With all of the media coverage of lead leaching into potable water systems in Flint Michigan, Newark NJ, Allentown PA and many other cities, the awareness of the Safe Drinking Water Act and precautions that should have been taken are coming to light. The Safe Drinking Water Act (SDWA) is the main federal law that ensures the quality of drinking water in America. These rules include establishing and enforcing standards that public drinking water systems must adhere to. The drinking water regulations promulgated by 48 of the 50 states include a requirement that chemicals used in drinking water treatment must be certified to NSF/ANSI Standard 61. This provides municipalities and consumers the assurance that the chemicals in their drinking water comply with nationally recognized health effects standards.
The Safe Drinking Water Act has prohibited the use of certain items that are not lead-free and has made it unlawful for anyone to introduce the potable water systems to products which are not lead-free. In 2011, changes to the act were enacted to lower the maximum lead content the materials used in plumbing products such as: pipes, pipe fittings, plumbing fittings and fixtures, from 8.0% to a weighted average of 0.25%. The Act also established a mandated method for the calculation of lead content.
Since the establishment of the Safe Drinking Water Act (SDWA) in 1974, the safety of the U.S. drinking water supply has been an ongoing priority for health officials. Lead is not normally found in source water, but can enter drinking water systems through the corrosion of the pipes and plumbing fixtures. One of the major legislations for curtailing lead leaching is the passage of the federal Reduction of Lead in Drinking Water Act, signed into law by President Barack Obama in January 2011. The new law redefines “lead-free” under the SDWA to restrict the levels of lead in drinking water system components.
According to the EPA, children six years old and younger are at greatest risk when exposed to lead. Lead exposure can adversely affect brain development, leading to learning disabilities and behavioral problems. Some of the effects of lead in children include: lower IQ, nerve damage, encephalopathy, which is a disease in which the functioning of the brain is affected and even death. Lead exposure to adults can cause infertility, anemia and hypertension.
Although lead has been used in a wide range of household products, including plumbing materials and paint, it is a potent, unhealthy metal that accumulates in both soft tissue and bones. In plumbing, most lead leaching occurs because of the solder or flux used to join copper pipes together.
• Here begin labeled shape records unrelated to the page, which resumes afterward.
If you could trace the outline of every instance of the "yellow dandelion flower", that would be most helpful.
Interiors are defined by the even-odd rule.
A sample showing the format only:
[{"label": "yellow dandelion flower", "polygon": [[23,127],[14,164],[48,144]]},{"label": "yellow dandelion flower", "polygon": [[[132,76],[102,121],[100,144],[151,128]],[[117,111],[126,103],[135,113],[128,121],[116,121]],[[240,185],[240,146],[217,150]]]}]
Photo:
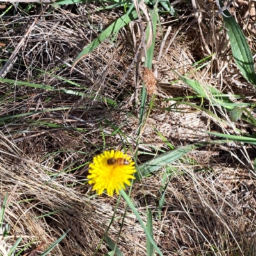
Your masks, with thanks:
[{"label": "yellow dandelion flower", "polygon": [[93,163],[89,164],[89,184],[93,184],[93,190],[101,195],[106,189],[109,196],[115,191],[124,189],[125,184],[131,186],[131,179],[135,179],[134,162],[131,157],[120,151],[105,151],[93,157]]}]

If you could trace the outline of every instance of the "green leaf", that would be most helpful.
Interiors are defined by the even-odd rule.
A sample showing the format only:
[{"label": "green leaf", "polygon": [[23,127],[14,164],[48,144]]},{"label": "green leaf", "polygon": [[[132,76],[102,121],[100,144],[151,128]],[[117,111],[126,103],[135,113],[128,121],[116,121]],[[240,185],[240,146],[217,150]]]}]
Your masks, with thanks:
[{"label": "green leaf", "polygon": [[[116,246],[115,243],[108,235],[105,235],[105,241],[111,250],[114,250],[115,249],[115,253],[117,256],[124,256],[124,254],[122,253],[122,252],[118,249],[118,247]],[[114,252],[110,252],[108,253],[109,254],[112,252],[114,253]]]},{"label": "green leaf", "polygon": [[234,108],[232,100],[228,97],[222,96],[222,93],[218,89],[208,84],[207,87],[204,88],[197,81],[189,79],[179,75],[177,72],[173,71],[179,76],[183,82],[193,89],[198,95],[210,100],[212,104],[221,106],[227,109]]},{"label": "green leaf", "polygon": [[[148,161],[139,166],[139,172],[141,177],[147,176],[152,172],[160,169],[161,167],[170,164],[173,161],[179,159],[185,154],[187,154],[193,149],[197,148],[204,145],[205,144],[193,144],[162,154],[161,155],[154,157],[152,160]],[[136,178],[135,181],[138,180],[139,173],[138,172],[135,173],[134,176]]]},{"label": "green leaf", "polygon": [[253,169],[254,169],[254,172],[256,173],[256,158],[254,159],[253,161]]},{"label": "green leaf", "polygon": [[141,228],[143,229],[145,233],[146,234],[147,238],[148,239],[148,240],[152,244],[153,246],[154,247],[156,250],[158,254],[160,256],[163,256],[163,253],[161,253],[159,248],[157,247],[157,246],[155,242],[154,241],[153,238],[150,236],[150,234],[148,232],[148,230],[147,229],[146,227],[145,226],[144,223],[143,223],[143,220],[141,220],[141,218],[140,217],[139,212],[138,212],[138,211],[136,209],[135,206],[134,205],[133,203],[131,201],[131,199],[129,198],[129,197],[126,195],[126,193],[124,189],[120,190],[120,193],[121,193],[122,196],[123,196],[124,199],[127,203],[128,205],[130,207],[130,208],[133,211],[133,213],[134,214],[134,215],[136,216],[136,218],[138,220],[138,221],[140,222],[140,224]]},{"label": "green leaf", "polygon": [[[132,4],[132,6],[133,6],[133,4]],[[131,7],[132,7],[132,6]],[[92,42],[91,44],[87,45],[77,56],[73,64],[73,67],[86,54],[92,52],[95,49],[96,49],[103,41],[109,38],[112,34],[117,33],[120,28],[125,25],[127,25],[131,21],[138,18],[138,13],[135,10],[130,12],[129,13],[129,11],[128,10],[127,13],[113,22],[97,38],[95,38]]]},{"label": "green leaf", "polygon": [[57,244],[58,244],[61,240],[67,236],[70,230],[64,233],[58,240],[56,241],[52,245],[48,247],[45,252],[40,254],[40,256],[46,256]]},{"label": "green leaf", "polygon": [[[33,83],[24,82],[24,81],[16,81],[16,80],[12,80],[12,79],[8,79],[6,78],[0,78],[0,82],[7,83],[11,84],[15,84],[15,86],[29,86],[29,87],[32,87],[32,88],[45,90],[47,91],[56,91],[56,92],[62,92],[62,93],[67,93],[67,94],[71,94],[73,95],[81,96],[81,97],[87,97],[89,99],[96,99],[99,101],[106,102],[108,104],[109,104],[111,105],[116,105],[116,102],[115,102],[114,100],[111,100],[111,99],[108,99],[108,98],[106,98],[104,97],[100,97],[100,96],[97,97],[95,99],[95,96],[93,94],[84,93],[81,92],[73,91],[72,90],[58,89],[58,88],[54,88],[53,86],[50,86],[48,85],[35,84]],[[70,82],[70,83],[72,83],[72,82],[70,82],[70,81],[69,81],[69,82]],[[77,84],[76,84],[76,86],[77,86]]]},{"label": "green leaf", "polygon": [[[221,1],[220,4],[222,8],[223,4]],[[227,16],[223,16],[223,20],[225,26],[227,29],[227,33],[230,39],[231,49],[236,65],[245,79],[256,86],[256,73],[253,58],[246,38],[230,12],[225,10],[223,13]]]},{"label": "green leaf", "polygon": [[[148,209],[148,218],[147,221],[147,229],[151,237],[154,239],[153,233],[153,217],[150,209]],[[148,256],[154,255],[154,246],[151,243],[150,240],[147,237],[147,255]]]},{"label": "green leaf", "polygon": [[185,154],[187,154],[194,149],[198,148],[200,147],[209,144],[221,144],[225,143],[227,143],[226,140],[216,140],[209,142],[201,142],[200,143],[195,143],[173,149],[173,150],[157,156],[152,160],[147,161],[147,162],[139,166],[139,172],[136,172],[134,175],[136,178],[134,182],[138,181],[140,179],[139,175],[141,175],[141,177],[147,176],[153,172],[159,170],[163,166],[170,164],[173,161],[180,158]]},{"label": "green leaf", "polygon": [[22,237],[20,237],[18,238],[17,240],[16,243],[13,244],[13,246],[11,248],[11,250],[8,252],[8,256],[11,256],[12,255],[14,255],[14,252],[15,251],[16,248],[17,248],[18,245],[20,243],[21,240],[22,240]]},{"label": "green leaf", "polygon": [[[157,14],[157,7],[156,4],[154,10],[150,10],[150,15],[152,17],[152,29],[153,29],[153,40],[151,44],[150,47],[147,51],[147,67],[149,69],[152,69],[152,63],[153,61],[154,57],[154,51],[155,49],[155,43],[156,43],[156,25],[158,20],[158,14]],[[150,33],[149,26],[150,26],[150,23],[148,22],[148,26],[147,28],[147,38],[148,38],[148,33]]]},{"label": "green leaf", "polygon": [[[229,135],[229,134],[224,134],[223,133],[218,133],[218,132],[207,132],[207,133],[215,135],[219,137],[225,138],[226,139],[230,140],[232,141],[241,141],[244,143],[250,143],[250,144],[255,144],[256,145],[256,139],[250,137],[243,137],[239,136],[237,135]],[[227,141],[226,141],[227,142]]]}]

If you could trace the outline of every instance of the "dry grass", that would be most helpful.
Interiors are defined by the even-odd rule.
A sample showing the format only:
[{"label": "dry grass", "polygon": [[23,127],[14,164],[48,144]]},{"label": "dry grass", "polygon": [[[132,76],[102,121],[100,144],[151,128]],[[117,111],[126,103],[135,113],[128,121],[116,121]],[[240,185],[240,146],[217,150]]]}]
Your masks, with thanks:
[{"label": "dry grass", "polygon": [[[223,93],[244,95],[245,102],[253,102],[255,93],[227,54],[230,48],[225,29],[220,29],[221,15],[209,22],[218,12],[213,1],[196,0],[197,14],[191,5],[180,2],[175,6],[179,19],[163,15],[161,30],[157,29],[153,61],[156,108],[145,120],[138,164],[170,150],[163,138],[177,147],[214,139],[205,132],[209,131],[236,134],[236,126],[254,132],[255,127],[243,122],[232,123],[221,108],[202,105],[201,99],[187,101],[203,106],[225,124],[184,102],[173,105],[177,100],[172,99],[194,93],[176,81],[172,69]],[[255,7],[250,3],[237,1],[231,12],[255,52]],[[92,255],[114,214],[117,197],[92,196],[92,188],[83,183],[95,154],[118,147],[136,148],[140,103],[134,102],[136,68],[131,65],[136,51],[129,27],[124,27],[115,40],[104,41],[70,74],[84,47],[123,10],[93,12],[99,5],[93,3],[31,6],[26,13],[25,4],[13,6],[1,17],[1,40],[5,44],[1,60],[19,47],[4,76],[54,90],[0,83],[0,116],[6,117],[0,133],[2,198],[13,191],[5,214],[14,236],[9,243],[22,236],[24,244],[33,241],[30,248],[45,242],[44,251],[70,230],[49,255]],[[195,18],[201,14],[207,26]],[[201,69],[192,67],[212,53]],[[164,255],[255,255],[255,175],[252,171],[255,156],[252,145],[205,147],[134,185],[131,198],[145,222],[147,209],[152,210],[155,241]],[[156,216],[166,175],[171,180],[159,220]],[[145,234],[129,209],[120,231],[125,207],[121,200],[108,236],[116,241],[121,232],[118,247],[124,255],[146,255]],[[103,243],[97,255],[108,251]]]}]

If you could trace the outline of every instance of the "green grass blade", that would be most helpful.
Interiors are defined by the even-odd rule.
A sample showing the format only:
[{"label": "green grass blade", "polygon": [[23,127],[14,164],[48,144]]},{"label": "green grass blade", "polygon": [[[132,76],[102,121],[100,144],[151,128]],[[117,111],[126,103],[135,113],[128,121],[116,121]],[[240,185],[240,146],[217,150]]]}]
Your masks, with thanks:
[{"label": "green grass blade", "polygon": [[[220,1],[223,7],[221,1]],[[253,58],[246,38],[235,19],[228,10],[223,12],[223,20],[227,33],[230,40],[232,55],[244,78],[256,86],[256,73]]]},{"label": "green grass blade", "polygon": [[[89,95],[88,93],[84,93],[81,92],[73,91],[72,90],[58,89],[58,88],[56,88],[54,87],[50,86],[48,85],[35,84],[33,83],[24,82],[24,81],[16,81],[16,80],[12,80],[12,79],[5,79],[5,78],[0,78],[0,82],[7,83],[11,84],[15,84],[19,86],[29,86],[29,87],[32,87],[32,88],[45,90],[47,91],[56,91],[56,92],[62,92],[62,93],[67,93],[67,94],[71,94],[73,95],[81,96],[81,97],[87,97],[89,99],[96,99],[97,100],[106,102],[108,104],[109,104],[111,105],[116,105],[116,102],[115,102],[114,100],[111,100],[111,99],[108,99],[108,98],[106,98],[104,97],[98,97],[95,99],[94,95],[92,94]],[[69,81],[69,82],[70,82],[70,83],[72,83],[71,81]],[[77,86],[77,84],[76,83],[76,86]]]},{"label": "green grass blade", "polygon": [[120,28],[127,25],[131,21],[137,18],[138,13],[135,10],[129,13],[127,12],[127,13],[118,18],[80,52],[75,60],[73,67],[86,54],[96,49],[103,41],[109,38],[112,34],[117,33]]},{"label": "green grass blade", "polygon": [[[204,88],[202,85],[197,81],[186,78],[179,75],[177,72],[174,70],[173,72],[179,76],[183,82],[190,86],[198,94],[210,100],[212,104],[221,106],[228,110],[234,108],[232,100],[228,97],[221,96],[222,93],[214,87],[207,85],[206,88]],[[206,93],[205,90],[208,91],[208,93]]]},{"label": "green grass blade", "polygon": [[[229,134],[224,134],[223,133],[218,133],[218,132],[207,132],[207,133],[215,135],[218,137],[225,138],[226,139],[230,140],[232,141],[241,141],[244,143],[250,143],[250,144],[255,144],[256,145],[256,139],[250,137],[244,137],[244,136],[239,136],[237,135],[229,135]],[[227,141],[226,141],[227,142]]]},{"label": "green grass blade", "polygon": [[20,243],[21,240],[22,240],[22,237],[20,237],[18,238],[16,243],[13,244],[13,246],[12,247],[10,252],[8,252],[8,256],[11,256],[12,255],[13,255],[13,253],[15,251],[16,248],[17,248],[18,245]]},{"label": "green grass blade", "polygon": [[58,240],[56,241],[52,245],[51,245],[46,250],[45,252],[42,253],[40,256],[45,256],[47,255],[57,244],[58,244],[61,240],[67,236],[67,234],[68,233],[70,230],[67,231],[65,233],[64,233]]},{"label": "green grass blade", "polygon": [[6,202],[8,199],[8,193],[5,194],[4,200],[3,201],[2,207],[1,207],[0,212],[0,228],[2,227],[3,223],[4,222],[4,211],[6,207]]},{"label": "green grass blade", "polygon": [[[170,152],[162,154],[154,159],[148,161],[139,166],[139,171],[141,177],[147,176],[153,172],[157,171],[164,165],[170,164],[173,161],[181,157],[185,154],[205,145],[204,143],[193,144],[186,147],[174,149]],[[136,181],[138,180],[138,173],[135,173]]]},{"label": "green grass blade", "polygon": [[[152,214],[152,211],[150,209],[148,209],[148,219],[147,221],[147,229],[148,231],[148,233],[151,236],[151,237],[154,239],[154,233],[153,233],[153,217]],[[150,240],[147,236],[147,256],[153,256],[154,255],[154,246],[151,243]]]},{"label": "green grass blade", "polygon": [[[157,7],[156,4],[154,8],[154,10],[150,11],[150,15],[152,17],[152,23],[153,25],[153,40],[151,44],[150,47],[147,51],[147,67],[149,69],[152,69],[152,63],[153,61],[154,57],[154,51],[155,49],[155,43],[156,43],[156,26],[158,20],[158,14],[157,14]],[[148,26],[147,28],[147,38],[148,38],[148,33],[150,31],[149,26],[150,26],[150,23],[148,22]]]},{"label": "green grass blade", "polygon": [[62,5],[62,4],[74,4],[80,3],[88,3],[95,2],[95,0],[57,0],[55,3],[53,3],[52,5]]},{"label": "green grass blade", "polygon": [[[256,139],[255,140],[256,141]],[[143,164],[140,165],[139,172],[141,175],[141,177],[147,176],[148,174],[151,173],[152,172],[159,170],[163,166],[170,164],[173,161],[179,159],[185,154],[187,154],[189,152],[194,149],[196,149],[200,147],[204,146],[205,145],[211,143],[221,144],[225,143],[227,143],[226,140],[217,140],[209,142],[202,142],[198,143],[195,143],[186,147],[182,147],[174,149],[172,151],[167,152],[164,154],[162,154],[161,155],[157,156],[152,160],[147,161]],[[136,178],[134,182],[138,181],[139,180],[138,172],[135,173],[134,177]]]},{"label": "green grass blade", "polygon": [[118,247],[116,246],[115,243],[112,241],[112,239],[108,236],[105,236],[105,241],[107,243],[108,245],[110,247],[111,250],[115,250],[115,253],[117,256],[124,256],[124,254],[122,252],[118,249]]},{"label": "green grass blade", "polygon": [[[164,173],[164,175],[166,175],[166,173]],[[172,175],[170,175],[170,178],[168,181],[166,182],[166,184],[164,186],[164,188],[163,189],[163,191],[161,192],[161,189],[160,192],[162,193],[162,196],[161,196],[161,198],[159,200],[159,202],[158,203],[158,207],[157,207],[157,216],[159,220],[161,220],[161,215],[162,215],[162,209],[164,205],[164,199],[165,199],[165,193],[166,193],[167,191],[167,188],[168,187],[169,183],[171,181],[171,179],[172,179]]]},{"label": "green grass blade", "polygon": [[157,246],[155,242],[154,241],[153,238],[150,236],[150,234],[148,232],[148,230],[147,229],[146,227],[145,226],[143,221],[140,216],[139,212],[138,212],[137,209],[136,209],[136,207],[134,205],[134,204],[132,204],[132,202],[131,201],[129,197],[126,195],[126,193],[124,189],[122,189],[120,191],[120,193],[121,193],[122,196],[123,196],[124,199],[127,203],[128,205],[130,207],[130,208],[133,211],[133,213],[136,216],[136,218],[138,220],[138,221],[140,222],[141,227],[142,227],[145,233],[146,234],[147,239],[148,239],[149,241],[150,241],[150,243],[152,244],[153,246],[154,247],[156,250],[158,254],[160,256],[163,256],[163,253],[161,252],[160,250],[159,249],[159,248],[157,247]]}]

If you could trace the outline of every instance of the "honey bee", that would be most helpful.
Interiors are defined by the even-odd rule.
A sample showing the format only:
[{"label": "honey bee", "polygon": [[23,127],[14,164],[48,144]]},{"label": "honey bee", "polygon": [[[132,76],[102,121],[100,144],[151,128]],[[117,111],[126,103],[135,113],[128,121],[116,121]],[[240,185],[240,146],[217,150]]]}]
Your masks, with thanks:
[{"label": "honey bee", "polygon": [[109,158],[107,161],[107,163],[108,165],[114,165],[114,164],[119,164],[119,165],[129,165],[130,164],[130,162],[125,159],[125,158]]}]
NSF 61 was developed to provide a standard for the approval of products to comply with the act and the reduction of lead leaching in our water supply. NSF 61 has been modified over the years and now consultants, contractors and manufacturers have begun the certification. The new method for assuring potable water products adhere to the weighted average of 0.25%, a mandate referred to as NSF 372 has emerged as the model for how to properly measure lead leaching. The plumbing components which need to meet these regulations include: coatings, pipes, valves, gaskets, headers and fittings.
Distributors and manufacturers of plumbing supplies will be affected directly by the Safe Drinking Water Act. To achieve Certification, a product must meet the leachate requirements of NSF 61 for all contaminants, which include metals and non-metals alike, as well as the weighted average lead content requirements of NSF 372 of 0.25%. Plating, coatings or acid wash treatments do not conform to the Act to make a device comply with the low lead regulations. Only NSF certified products will comply with the act.
Domestic water booster pumps are among the plumbing devices being scrutinized. Because they are prefabricated, the entire system requires certification rather than the individual parts. The system as a whole must pass the NSF 61 to qualify.
Exemptions to the SDWA includes pipes, pipe fittings, plumbing fittings, or fixtures, including backflow preventers, in services with non-potable water such as manufacturing, industrial processing, irrigation, outdoor watering, where the water will not be used for human consumption. The second exemption is for toilets, bidets, urinals, fill valves, flushometer valves, tub fillers, shower valves, service saddles, or water distribution main gate valves that are 2 inches in diameter or larger. Fire hydrants were exempted as part of the Community Fire Safety Act of 2013.